列車のドアが開き、アントニーナは汽車から降りた。










◇◆◇◆









アントニーナは自宅へと道を進める。


雪を踏む音がどことなく切ない。


まさか王太子からの婚約破棄。

まさかの親友の裏切り。



門の前に立つ。


「アントニーナさま、お久しぶりです」


門番のだった。

「お疲れ様です。諸事情ありまして実家に戻ってきました」

そう言うと、門番は門を開けた。


久しぶりの我が家だ。



そのまま歩みを進める。



「ただいま!」



「お帰りなさいませ、アントニーナさま」

執事のパーシーだった。


「はい、諸事情戻りました」


「諸事情? 王室で何か?」

「聞かないで下さい」


「せめてジョヴァンニさまには事情を説明して下さい」

執事はそう言って踵を返した。



アントニーナは真っ先にジョヴァンニの書斎へと向かった。


部屋をノックする。


「はい!」

端切れの良いバリトンの声。

これぞ父、ジョヴァンニの声だとわかった。


「失礼します」

すると、父、ジョヴァンニが部屋のソファで寛いでいた。


耳までの高さの茶色い髪。髭。

「アントニーナではないか。なぜ帰ってきた? 王室で何かあったのか?」


アントニーナは素直に説明する事にした。


「はい。王太子殿下と婚約破棄になりました」

「何!? 王太子殿下と婚約破棄になっただと?」

ジョヴァンニは驚き、立ち上がった。


「それが、マルタに奪われてしまったのです」

「マルタってあのマルタか?」

「そうです」即答。


「幼い頃、よく一緒に遊んでいたよな? 屋敷によく連れて来ていたよな? あのマルタで間違いないんだな?」



「はい。そのマルタです」


ジョヴァンニはまさかとばかりに顎に手を当てた。


「マルタ。
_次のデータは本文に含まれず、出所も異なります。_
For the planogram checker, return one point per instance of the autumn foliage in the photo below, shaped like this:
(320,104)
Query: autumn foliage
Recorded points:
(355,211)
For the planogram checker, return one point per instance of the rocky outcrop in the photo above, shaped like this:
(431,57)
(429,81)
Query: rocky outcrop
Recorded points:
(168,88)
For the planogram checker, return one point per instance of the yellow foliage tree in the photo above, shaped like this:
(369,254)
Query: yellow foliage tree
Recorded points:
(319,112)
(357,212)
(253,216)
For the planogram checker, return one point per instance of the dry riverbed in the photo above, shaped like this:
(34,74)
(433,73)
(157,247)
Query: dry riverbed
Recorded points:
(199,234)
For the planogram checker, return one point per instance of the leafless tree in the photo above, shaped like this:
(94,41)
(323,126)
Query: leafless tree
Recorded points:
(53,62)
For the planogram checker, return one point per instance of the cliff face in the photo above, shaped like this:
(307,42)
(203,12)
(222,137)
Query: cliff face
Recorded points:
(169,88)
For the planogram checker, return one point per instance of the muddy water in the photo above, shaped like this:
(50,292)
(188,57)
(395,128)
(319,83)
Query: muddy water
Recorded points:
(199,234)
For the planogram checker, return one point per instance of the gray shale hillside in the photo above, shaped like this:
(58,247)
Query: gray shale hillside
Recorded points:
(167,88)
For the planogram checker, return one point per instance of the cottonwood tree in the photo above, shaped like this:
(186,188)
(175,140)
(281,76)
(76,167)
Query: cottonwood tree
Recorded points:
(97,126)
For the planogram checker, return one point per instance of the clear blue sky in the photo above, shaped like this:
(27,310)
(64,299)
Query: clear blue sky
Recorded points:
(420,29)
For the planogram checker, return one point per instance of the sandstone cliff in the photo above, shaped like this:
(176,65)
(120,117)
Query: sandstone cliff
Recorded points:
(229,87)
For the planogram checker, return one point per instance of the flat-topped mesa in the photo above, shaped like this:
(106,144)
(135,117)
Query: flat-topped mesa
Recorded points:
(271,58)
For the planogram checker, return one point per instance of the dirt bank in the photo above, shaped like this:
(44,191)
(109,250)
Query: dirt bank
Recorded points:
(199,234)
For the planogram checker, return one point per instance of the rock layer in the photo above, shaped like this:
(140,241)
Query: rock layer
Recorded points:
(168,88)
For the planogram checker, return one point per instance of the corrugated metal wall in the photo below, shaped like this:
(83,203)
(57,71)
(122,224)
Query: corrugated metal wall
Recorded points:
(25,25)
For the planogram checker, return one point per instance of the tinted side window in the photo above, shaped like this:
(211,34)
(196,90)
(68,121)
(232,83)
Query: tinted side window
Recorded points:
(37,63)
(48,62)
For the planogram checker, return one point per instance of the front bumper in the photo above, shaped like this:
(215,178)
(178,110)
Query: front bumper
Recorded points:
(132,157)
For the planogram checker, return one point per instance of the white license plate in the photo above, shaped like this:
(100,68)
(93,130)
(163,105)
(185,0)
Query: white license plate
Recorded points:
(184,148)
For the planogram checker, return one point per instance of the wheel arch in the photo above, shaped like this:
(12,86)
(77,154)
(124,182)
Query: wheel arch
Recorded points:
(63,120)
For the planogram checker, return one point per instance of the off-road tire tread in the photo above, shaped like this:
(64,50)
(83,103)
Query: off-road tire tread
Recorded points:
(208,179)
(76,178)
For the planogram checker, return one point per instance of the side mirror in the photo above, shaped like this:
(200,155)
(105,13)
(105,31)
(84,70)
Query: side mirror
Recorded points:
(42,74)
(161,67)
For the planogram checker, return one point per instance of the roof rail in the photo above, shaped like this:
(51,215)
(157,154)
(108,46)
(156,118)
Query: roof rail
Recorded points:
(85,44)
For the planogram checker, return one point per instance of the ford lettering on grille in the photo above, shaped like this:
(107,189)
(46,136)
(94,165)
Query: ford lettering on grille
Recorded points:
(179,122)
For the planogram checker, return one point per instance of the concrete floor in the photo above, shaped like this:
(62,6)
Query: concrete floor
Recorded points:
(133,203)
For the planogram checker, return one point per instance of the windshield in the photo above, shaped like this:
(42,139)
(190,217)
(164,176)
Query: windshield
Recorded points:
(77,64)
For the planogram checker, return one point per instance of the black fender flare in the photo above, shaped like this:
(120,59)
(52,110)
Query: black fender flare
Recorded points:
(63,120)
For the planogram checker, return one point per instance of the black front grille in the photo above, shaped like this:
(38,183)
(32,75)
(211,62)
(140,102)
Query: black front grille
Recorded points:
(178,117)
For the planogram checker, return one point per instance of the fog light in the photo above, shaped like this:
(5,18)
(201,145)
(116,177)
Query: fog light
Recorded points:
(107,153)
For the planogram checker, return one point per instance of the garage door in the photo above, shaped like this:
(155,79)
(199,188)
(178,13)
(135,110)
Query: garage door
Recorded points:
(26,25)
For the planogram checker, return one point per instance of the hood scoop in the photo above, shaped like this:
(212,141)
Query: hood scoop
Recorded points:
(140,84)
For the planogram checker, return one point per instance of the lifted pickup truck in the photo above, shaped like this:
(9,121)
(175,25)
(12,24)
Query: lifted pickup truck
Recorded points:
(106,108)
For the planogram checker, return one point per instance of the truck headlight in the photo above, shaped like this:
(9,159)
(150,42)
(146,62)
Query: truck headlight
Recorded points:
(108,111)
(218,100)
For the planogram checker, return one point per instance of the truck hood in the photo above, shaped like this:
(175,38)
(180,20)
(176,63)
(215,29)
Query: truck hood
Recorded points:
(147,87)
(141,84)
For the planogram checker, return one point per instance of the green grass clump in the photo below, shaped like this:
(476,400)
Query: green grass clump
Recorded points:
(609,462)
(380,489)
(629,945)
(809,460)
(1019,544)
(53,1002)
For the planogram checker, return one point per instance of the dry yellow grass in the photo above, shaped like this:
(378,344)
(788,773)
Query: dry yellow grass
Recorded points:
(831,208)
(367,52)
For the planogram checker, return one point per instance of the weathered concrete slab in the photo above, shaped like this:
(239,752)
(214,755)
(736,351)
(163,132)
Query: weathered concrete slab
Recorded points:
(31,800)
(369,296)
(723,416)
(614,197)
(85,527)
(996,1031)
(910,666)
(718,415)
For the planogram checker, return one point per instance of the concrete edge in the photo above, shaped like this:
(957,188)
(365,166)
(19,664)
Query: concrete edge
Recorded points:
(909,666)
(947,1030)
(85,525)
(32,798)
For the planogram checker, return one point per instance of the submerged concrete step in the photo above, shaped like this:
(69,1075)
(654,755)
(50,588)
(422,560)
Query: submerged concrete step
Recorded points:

あいつがなぜ?」

ジョヴァンニは椅子に腰を降ろした。


「マルタの裏切りです」

「マルタがまさか……な」

と言ってパイプに火をつけた。


「そしてマルタは言いました。私とは縁を切る、と」


「王太子殿下といい、マルタといい、共に裏切られた感じだな」

パイプに口をつけ勢いよく煙を吐いた。


「そうなんです。私は裏切られました」

「今後どうするんだ、アントニーナ」


「私は聖女になろうと思います」

「そうか。好きにするがよい」

アントニーナは一礼をしてジョヴァンニの部屋をあとにした。